Ode to the tower block

In London, the residential tower block is much maligned and doesn’t get a lot of love.

These buildings are seen as shabby, dirty and blots on the skyline.

And high rises are usually associated with rundown housing estates.

They are dangerous, menacing and places where the urban poor live out their meagre existences.

In my opinion these buildings have a bad press. They’re a source of fascination and great material for interesting architectural photographs.

The west London tower block to the left, swathed in shabby scaffolding, brings a new synthesis to a sunrise shot.

And the picture below shows a handsome trio of tower blocks in Belgrade, Serbia. They’re thriving, healthy and caught by the sun.

Gallery entrance

This photo is just a taste of tower block heaven – those expansive, uniform high rise housing estates built across eastern Europe during the communist era. Does anyone have any shots of them? If not, next assignment is to visit some of those cities and create a photographic study, with great love and admiration.

8 thoughts on “Ode to the tower block

  1. Not sure I share your admiration of soviet built tower blocks. my sister lived in one for a few years in Latvia. in the winter you had to wait for the temperature to drop for several days in a row before the heating came on – in all the flats at the same time. The water pipes were concreted in to the building so any leaks required major work to fix. They did however have beautiful floors and have lived in Latvia for nearly 20 years!


    • Thanks for coming by, Rachel. Well, my love for the tower blocks is nothing more than a romantic notion, really. I know the reality can be much more bleak. I lived in one for a few weeks in Sofia and loved the outlook – but remember the terrible noise the flushing system made! Oh, and there were hardly any lights which was a serious test for me.

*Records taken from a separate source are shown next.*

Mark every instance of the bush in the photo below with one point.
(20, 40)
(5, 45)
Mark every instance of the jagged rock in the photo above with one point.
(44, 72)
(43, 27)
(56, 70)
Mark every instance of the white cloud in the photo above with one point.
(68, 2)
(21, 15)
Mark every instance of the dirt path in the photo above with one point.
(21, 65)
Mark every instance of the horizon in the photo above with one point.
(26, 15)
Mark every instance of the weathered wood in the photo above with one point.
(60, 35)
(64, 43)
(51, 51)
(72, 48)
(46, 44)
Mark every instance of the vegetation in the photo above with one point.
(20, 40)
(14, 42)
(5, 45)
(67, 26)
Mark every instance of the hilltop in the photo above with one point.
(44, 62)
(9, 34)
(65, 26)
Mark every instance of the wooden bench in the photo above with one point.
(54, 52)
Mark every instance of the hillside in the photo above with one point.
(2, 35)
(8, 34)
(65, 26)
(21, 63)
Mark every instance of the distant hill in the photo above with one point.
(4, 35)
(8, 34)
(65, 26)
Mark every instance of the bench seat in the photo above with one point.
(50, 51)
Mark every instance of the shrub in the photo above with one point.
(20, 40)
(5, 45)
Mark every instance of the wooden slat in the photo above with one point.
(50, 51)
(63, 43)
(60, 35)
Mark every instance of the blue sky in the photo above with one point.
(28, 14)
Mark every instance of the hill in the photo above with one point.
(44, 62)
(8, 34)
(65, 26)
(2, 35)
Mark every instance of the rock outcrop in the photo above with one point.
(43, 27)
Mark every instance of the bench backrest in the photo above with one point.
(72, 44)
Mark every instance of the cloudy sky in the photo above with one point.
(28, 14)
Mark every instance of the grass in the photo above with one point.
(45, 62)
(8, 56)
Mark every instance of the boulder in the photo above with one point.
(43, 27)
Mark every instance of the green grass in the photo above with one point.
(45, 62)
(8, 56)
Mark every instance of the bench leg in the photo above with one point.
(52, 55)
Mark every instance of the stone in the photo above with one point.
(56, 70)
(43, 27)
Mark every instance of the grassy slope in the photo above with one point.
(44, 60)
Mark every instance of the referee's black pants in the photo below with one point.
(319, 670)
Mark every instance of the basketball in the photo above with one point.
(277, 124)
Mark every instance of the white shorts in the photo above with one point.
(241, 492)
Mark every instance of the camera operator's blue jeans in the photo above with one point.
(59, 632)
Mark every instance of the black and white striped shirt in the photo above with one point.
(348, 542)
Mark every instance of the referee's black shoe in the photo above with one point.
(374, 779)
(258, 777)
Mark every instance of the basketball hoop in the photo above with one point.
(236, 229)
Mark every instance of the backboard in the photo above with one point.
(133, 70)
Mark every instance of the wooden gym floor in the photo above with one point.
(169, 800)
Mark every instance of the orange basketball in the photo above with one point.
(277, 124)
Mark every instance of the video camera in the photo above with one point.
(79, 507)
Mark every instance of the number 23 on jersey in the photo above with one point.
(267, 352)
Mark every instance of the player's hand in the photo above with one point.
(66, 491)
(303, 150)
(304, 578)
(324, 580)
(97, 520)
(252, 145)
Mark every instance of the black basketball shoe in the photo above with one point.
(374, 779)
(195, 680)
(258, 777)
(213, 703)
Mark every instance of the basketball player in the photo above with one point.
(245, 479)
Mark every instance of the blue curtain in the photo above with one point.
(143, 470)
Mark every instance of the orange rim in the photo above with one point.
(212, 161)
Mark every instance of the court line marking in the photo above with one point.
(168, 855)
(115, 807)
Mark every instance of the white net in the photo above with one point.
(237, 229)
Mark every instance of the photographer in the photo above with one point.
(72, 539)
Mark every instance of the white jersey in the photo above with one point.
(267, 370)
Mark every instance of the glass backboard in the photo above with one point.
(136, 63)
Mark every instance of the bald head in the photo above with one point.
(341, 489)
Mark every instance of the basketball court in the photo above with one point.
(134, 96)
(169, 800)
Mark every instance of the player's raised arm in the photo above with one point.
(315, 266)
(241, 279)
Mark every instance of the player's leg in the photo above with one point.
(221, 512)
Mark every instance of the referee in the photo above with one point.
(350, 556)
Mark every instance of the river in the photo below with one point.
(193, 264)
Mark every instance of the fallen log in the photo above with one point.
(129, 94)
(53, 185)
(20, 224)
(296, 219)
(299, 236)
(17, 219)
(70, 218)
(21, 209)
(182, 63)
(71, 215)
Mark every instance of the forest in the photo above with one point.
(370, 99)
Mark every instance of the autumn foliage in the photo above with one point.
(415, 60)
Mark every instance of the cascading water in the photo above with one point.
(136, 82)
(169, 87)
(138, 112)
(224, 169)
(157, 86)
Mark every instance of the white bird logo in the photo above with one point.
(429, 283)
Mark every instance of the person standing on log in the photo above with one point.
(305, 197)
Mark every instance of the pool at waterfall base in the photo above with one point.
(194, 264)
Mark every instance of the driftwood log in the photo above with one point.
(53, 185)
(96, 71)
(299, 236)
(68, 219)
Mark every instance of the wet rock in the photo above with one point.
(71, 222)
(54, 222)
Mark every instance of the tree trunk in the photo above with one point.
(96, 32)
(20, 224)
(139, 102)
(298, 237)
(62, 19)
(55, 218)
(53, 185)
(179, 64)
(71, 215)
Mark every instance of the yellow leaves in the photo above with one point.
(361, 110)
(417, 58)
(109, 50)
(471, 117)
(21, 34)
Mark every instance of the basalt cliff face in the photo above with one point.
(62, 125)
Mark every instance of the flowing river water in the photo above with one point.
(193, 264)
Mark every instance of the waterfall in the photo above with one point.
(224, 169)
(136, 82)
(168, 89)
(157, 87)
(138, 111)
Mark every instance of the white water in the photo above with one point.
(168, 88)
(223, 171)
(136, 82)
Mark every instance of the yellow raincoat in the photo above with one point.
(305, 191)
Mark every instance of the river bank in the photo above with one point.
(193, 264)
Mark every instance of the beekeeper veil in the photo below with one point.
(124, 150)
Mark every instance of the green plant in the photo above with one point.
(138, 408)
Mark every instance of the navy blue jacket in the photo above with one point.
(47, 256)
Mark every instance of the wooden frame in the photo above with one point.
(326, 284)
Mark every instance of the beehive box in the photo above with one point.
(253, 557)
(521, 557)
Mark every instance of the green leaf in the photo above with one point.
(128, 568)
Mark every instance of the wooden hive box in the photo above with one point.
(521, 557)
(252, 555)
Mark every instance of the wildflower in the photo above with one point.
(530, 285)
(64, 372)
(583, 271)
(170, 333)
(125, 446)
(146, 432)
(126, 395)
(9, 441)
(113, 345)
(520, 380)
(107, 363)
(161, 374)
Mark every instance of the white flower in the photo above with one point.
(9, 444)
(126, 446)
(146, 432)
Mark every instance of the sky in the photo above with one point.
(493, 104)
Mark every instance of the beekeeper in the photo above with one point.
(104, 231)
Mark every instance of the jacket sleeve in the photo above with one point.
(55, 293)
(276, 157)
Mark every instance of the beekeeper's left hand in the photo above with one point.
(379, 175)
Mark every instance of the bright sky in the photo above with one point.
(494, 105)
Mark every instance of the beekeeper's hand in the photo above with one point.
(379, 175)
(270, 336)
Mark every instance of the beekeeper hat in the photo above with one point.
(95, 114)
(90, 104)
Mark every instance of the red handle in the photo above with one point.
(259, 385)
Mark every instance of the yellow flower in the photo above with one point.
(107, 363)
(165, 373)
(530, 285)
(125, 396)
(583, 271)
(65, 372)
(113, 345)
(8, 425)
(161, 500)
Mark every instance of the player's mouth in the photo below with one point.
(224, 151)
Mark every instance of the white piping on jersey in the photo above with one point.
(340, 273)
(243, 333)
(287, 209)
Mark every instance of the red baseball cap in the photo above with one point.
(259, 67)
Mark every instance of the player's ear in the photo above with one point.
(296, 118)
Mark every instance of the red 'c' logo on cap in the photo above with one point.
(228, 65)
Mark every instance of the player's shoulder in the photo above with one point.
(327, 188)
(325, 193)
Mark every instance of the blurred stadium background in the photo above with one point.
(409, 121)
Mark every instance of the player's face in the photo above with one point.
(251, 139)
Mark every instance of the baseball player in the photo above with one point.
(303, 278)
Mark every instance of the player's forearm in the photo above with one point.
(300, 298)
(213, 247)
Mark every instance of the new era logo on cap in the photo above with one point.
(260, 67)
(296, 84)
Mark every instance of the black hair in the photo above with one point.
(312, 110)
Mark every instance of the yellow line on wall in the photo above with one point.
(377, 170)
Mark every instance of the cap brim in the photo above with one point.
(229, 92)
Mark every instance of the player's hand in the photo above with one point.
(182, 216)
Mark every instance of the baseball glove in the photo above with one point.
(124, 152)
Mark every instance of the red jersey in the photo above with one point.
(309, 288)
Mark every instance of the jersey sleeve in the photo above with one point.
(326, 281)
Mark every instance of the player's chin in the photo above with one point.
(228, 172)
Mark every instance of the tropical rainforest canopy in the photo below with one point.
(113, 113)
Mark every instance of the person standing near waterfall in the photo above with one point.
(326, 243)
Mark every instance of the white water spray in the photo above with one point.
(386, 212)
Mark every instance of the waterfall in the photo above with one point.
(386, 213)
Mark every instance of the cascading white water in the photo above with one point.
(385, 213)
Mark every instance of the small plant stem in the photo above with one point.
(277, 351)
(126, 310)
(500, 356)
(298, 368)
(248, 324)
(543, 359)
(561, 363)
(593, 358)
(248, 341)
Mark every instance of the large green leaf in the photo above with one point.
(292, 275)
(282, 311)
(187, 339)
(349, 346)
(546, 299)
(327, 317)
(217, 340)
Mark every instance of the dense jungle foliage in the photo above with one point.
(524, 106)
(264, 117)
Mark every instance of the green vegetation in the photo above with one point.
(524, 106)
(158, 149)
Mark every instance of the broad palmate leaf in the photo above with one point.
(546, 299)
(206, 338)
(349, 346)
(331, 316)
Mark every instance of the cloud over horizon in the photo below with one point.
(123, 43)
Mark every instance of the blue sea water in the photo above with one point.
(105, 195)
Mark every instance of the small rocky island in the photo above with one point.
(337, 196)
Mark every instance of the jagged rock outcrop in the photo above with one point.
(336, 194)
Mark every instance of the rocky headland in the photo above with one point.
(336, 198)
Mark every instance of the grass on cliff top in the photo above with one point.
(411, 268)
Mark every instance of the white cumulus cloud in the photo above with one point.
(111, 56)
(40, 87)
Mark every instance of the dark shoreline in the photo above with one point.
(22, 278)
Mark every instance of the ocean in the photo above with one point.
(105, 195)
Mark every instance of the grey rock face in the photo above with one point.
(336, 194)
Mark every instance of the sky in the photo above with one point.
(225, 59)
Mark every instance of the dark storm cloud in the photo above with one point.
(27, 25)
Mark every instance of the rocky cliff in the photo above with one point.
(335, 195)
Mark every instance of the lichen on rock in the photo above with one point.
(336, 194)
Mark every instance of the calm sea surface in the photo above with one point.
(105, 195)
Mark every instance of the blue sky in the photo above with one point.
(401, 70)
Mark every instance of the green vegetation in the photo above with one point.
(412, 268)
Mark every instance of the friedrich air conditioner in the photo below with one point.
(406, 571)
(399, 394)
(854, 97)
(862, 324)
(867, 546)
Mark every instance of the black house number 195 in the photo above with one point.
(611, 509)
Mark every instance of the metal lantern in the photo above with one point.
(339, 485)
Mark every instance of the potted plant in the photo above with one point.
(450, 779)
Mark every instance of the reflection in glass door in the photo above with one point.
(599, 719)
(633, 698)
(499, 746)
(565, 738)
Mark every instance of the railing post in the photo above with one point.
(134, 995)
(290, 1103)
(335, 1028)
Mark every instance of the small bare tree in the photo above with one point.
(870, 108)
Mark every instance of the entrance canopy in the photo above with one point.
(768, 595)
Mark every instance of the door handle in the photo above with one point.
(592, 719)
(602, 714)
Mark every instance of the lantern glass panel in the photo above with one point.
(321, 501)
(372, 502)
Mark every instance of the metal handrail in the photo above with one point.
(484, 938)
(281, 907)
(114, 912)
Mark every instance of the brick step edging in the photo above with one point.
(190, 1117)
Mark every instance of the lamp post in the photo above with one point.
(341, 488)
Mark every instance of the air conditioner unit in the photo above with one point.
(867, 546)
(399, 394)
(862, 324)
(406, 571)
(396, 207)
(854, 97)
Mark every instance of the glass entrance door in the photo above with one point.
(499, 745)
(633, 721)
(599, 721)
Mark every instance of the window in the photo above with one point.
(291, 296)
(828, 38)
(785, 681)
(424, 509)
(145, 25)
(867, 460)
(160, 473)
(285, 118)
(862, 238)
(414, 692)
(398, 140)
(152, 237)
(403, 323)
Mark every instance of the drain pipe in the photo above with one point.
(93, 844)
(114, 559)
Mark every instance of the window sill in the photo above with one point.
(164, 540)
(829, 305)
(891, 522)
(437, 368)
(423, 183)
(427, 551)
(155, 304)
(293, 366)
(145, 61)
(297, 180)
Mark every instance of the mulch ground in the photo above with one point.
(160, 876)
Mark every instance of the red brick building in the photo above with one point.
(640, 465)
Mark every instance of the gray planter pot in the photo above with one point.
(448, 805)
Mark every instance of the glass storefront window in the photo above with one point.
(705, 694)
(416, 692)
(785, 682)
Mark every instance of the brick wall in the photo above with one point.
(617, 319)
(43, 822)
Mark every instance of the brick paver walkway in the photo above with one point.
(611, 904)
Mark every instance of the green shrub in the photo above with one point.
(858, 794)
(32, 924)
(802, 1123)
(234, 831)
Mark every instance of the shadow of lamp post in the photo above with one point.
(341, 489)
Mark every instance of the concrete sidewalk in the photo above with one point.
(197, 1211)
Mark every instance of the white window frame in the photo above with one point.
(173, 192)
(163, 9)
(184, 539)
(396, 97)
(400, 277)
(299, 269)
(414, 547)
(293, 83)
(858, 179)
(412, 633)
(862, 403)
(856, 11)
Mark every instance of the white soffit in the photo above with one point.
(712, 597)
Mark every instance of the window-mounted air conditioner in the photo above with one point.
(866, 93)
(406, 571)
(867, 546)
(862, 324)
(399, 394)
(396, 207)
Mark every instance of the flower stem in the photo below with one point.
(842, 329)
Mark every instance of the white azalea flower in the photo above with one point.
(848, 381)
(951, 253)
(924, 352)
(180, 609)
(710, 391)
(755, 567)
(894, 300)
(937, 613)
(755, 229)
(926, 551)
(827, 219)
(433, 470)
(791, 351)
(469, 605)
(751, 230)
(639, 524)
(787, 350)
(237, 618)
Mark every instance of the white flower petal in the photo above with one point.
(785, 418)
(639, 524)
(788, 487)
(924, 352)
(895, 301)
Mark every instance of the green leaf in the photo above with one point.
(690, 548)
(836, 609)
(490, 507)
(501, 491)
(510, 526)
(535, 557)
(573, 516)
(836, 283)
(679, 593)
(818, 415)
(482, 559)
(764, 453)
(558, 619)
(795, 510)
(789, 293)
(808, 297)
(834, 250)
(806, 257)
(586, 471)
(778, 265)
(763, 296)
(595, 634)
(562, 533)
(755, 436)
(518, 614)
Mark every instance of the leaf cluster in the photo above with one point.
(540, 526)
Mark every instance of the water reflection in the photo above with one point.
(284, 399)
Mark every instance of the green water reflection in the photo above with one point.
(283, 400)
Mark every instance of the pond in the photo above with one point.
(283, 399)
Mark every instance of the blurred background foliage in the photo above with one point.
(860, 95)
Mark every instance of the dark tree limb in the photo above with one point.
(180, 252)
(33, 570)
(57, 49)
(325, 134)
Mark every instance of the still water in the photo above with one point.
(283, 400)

  2. I find it very curious and remarkable that you talk about these buildings with such warmth. The thing is that I grew up among them – I was born in a tiny town near Moscow. So it used to be my pain as a photographer to be living surrounded by those blocks. It’s truly inspiring and it does make me think and smile a lot when I see your attitude to such buildings.
    Thank you!


    • Thank you for your comment, Alexandra. Yes, I guess they can be inconvenient when trying to photograph things around them – they tend to hog the skyline! My love comes from staying on a housing estate in Bulgaria and having the view of Mount Vitosha in the distance from the balcony. But maybe this wasn’t forever and was just a romantic notion. It stuck with me, though!